Alors que la presse coule à pic ou est rachetée par de puissants industriels, l'administration fiscale ne trouve rien de mieux que de frapper durement Mediapart, journal indépendant qui refuse toute subvention publique, en le mettant en demeure de payer 4,1 millions d’euros! Pour répondre à ce coup bas, nous lançons une campagne exceptionnelle de soutien et un appel à dons (c'est ici) sur la plateforme J'aime l'info.


Vendredi à 12h30, vous étiez déjà 3.745 donateurs pour une somme globale de 182.000 €. Merci.
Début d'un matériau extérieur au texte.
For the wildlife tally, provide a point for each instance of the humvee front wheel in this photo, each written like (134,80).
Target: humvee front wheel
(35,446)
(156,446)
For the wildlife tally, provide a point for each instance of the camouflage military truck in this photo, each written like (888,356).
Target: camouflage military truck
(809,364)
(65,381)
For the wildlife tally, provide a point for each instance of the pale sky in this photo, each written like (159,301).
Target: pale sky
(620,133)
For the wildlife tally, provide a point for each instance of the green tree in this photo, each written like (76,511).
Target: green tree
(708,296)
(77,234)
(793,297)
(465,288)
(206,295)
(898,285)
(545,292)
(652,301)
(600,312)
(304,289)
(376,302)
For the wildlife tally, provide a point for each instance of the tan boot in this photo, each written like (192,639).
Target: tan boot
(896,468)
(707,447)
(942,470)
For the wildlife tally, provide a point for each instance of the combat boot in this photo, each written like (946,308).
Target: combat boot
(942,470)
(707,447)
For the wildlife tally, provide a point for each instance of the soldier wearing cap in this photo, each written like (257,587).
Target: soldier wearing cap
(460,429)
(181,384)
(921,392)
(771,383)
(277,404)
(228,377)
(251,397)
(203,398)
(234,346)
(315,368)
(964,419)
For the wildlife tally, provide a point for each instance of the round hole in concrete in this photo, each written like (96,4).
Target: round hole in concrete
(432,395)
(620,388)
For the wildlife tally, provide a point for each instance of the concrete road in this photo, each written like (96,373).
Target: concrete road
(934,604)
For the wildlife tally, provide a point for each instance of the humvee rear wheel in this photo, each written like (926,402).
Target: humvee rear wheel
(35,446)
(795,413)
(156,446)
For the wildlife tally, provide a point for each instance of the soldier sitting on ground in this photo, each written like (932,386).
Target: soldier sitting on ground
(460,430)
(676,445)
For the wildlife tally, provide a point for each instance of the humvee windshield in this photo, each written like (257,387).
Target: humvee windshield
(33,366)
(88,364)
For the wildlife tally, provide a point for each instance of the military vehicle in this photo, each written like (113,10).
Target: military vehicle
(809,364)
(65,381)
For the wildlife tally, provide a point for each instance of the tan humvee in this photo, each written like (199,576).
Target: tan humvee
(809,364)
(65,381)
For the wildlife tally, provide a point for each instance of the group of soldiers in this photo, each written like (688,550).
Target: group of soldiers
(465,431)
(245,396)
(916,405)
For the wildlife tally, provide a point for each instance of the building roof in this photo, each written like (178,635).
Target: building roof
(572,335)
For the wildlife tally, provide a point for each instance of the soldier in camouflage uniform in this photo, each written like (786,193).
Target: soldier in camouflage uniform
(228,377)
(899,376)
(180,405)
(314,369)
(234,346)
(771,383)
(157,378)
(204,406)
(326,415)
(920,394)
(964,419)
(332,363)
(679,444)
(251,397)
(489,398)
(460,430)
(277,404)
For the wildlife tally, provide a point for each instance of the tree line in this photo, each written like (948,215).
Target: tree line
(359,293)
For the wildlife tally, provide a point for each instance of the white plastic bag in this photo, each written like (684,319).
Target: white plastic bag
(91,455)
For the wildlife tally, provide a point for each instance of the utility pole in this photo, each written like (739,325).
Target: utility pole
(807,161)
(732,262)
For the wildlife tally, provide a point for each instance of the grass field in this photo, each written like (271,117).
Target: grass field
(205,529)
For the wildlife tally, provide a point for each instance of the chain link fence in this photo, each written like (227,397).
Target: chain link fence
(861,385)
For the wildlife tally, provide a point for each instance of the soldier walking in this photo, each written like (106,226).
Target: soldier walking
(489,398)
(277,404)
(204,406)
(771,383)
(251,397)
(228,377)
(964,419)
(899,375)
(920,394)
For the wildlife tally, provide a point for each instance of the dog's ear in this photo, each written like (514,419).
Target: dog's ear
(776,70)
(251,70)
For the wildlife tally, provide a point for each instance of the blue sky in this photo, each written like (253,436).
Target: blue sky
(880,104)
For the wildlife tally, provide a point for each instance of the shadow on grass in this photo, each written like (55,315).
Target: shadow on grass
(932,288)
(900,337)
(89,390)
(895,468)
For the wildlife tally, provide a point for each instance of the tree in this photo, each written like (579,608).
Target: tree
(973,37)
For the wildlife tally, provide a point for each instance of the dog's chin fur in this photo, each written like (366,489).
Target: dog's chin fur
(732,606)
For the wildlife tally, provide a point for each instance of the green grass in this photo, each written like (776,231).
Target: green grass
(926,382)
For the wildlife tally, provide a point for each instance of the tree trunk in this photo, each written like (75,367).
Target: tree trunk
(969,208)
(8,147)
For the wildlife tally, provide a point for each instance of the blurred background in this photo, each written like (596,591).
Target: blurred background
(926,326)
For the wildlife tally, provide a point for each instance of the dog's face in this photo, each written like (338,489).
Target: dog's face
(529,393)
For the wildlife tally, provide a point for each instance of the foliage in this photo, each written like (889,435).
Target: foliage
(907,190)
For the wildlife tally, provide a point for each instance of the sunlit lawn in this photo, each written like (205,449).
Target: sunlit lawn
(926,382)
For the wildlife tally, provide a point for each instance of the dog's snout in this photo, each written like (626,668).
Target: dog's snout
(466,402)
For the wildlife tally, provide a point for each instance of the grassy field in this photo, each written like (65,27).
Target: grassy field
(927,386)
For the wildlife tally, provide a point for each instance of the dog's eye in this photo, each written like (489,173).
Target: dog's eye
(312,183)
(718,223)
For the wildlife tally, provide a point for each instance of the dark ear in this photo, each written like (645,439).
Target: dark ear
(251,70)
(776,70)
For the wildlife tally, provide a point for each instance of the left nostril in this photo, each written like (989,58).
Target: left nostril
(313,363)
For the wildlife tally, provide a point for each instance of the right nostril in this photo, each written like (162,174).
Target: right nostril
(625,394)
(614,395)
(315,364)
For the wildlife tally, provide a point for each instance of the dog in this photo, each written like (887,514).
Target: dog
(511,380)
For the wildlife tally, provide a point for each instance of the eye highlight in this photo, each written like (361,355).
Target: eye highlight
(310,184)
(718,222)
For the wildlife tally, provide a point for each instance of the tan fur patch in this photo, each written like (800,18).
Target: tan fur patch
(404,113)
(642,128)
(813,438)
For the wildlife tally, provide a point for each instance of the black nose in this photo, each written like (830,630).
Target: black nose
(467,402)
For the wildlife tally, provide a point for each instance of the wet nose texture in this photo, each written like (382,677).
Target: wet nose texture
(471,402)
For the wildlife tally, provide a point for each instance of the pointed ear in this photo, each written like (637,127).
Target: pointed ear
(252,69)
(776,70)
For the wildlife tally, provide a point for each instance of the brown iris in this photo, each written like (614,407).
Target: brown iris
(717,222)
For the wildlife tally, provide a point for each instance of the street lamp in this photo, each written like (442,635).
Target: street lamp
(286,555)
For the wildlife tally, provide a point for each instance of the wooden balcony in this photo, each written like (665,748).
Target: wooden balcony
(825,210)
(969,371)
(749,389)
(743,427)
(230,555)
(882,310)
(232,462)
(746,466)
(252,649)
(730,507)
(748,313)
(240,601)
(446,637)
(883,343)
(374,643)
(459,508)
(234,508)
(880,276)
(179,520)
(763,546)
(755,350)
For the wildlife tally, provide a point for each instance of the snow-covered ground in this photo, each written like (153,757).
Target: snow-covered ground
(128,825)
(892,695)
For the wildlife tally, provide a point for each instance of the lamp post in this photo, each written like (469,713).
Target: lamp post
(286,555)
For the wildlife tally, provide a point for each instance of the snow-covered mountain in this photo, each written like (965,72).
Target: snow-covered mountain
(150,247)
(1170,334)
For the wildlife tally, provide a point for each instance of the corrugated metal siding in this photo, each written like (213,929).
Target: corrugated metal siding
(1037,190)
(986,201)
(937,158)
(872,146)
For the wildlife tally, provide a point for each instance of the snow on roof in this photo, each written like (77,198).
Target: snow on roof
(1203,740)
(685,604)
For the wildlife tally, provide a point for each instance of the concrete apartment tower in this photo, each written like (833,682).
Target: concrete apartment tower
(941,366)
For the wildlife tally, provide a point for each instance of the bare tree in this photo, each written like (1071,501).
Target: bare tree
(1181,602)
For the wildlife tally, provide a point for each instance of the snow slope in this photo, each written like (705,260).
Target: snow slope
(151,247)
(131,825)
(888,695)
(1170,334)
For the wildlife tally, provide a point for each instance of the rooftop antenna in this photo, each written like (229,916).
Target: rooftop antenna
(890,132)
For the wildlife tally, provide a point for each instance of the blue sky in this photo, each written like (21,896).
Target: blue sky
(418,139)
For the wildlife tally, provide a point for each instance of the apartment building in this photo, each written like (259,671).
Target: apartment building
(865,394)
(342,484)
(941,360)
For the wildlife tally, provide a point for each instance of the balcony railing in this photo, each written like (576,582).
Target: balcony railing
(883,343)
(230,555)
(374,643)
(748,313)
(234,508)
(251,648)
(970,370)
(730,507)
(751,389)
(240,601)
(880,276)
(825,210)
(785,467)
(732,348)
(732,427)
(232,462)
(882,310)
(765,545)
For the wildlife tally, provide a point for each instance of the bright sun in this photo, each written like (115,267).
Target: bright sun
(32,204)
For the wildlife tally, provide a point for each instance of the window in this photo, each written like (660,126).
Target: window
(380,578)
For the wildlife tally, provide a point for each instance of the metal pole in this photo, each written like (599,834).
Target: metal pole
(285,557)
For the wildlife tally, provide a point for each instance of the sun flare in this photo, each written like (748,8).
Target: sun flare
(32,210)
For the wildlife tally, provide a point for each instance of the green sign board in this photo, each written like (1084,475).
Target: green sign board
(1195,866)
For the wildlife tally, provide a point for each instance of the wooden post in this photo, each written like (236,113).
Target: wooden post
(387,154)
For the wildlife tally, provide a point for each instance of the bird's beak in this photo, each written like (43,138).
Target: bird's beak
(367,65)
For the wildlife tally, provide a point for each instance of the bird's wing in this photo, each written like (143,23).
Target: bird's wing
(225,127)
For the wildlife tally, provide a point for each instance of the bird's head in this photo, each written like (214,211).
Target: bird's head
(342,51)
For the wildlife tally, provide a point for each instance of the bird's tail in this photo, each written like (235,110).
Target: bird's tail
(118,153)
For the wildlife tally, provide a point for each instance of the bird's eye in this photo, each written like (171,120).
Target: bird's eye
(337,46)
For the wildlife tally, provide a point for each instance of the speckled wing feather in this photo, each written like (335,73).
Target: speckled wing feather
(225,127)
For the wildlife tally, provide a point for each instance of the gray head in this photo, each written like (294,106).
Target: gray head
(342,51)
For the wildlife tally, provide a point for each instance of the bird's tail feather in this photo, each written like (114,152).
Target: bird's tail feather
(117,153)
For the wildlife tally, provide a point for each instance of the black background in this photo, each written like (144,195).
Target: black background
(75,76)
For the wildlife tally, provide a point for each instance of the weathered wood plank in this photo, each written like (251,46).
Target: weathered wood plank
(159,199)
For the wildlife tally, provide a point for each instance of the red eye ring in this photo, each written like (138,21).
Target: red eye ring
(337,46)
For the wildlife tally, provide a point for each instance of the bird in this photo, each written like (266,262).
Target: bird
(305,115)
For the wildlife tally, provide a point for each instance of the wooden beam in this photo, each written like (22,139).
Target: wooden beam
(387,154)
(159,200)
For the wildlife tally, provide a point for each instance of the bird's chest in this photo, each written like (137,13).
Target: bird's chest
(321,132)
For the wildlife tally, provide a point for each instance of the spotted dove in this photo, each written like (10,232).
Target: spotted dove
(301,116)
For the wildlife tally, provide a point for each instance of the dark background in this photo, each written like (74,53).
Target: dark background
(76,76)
La presse va mal, et cette situation empire année après année. Cette crise a trois conséquences immédiates. D'abord, des plans sociaux à répétition dans les rédactions, et un appauvrissement de l'offre éditoriale et de sa qualité. Ensuite, une concentration sans précédent des grands médias dans les mains d'une dizaine d'industriels et banquiers (Dassault, Drahi, Niel, Lagardère, Pigasse, Pinault, Bouygues, Bolloré, Arnault), une concentration qui menace directement le droit des citoyens à une information libre et pluraliste. Enfin, des subventions publiques massives accordées par l'État à ces mêmes industriels pour maintenir en vie des médias lourdement déficitaires.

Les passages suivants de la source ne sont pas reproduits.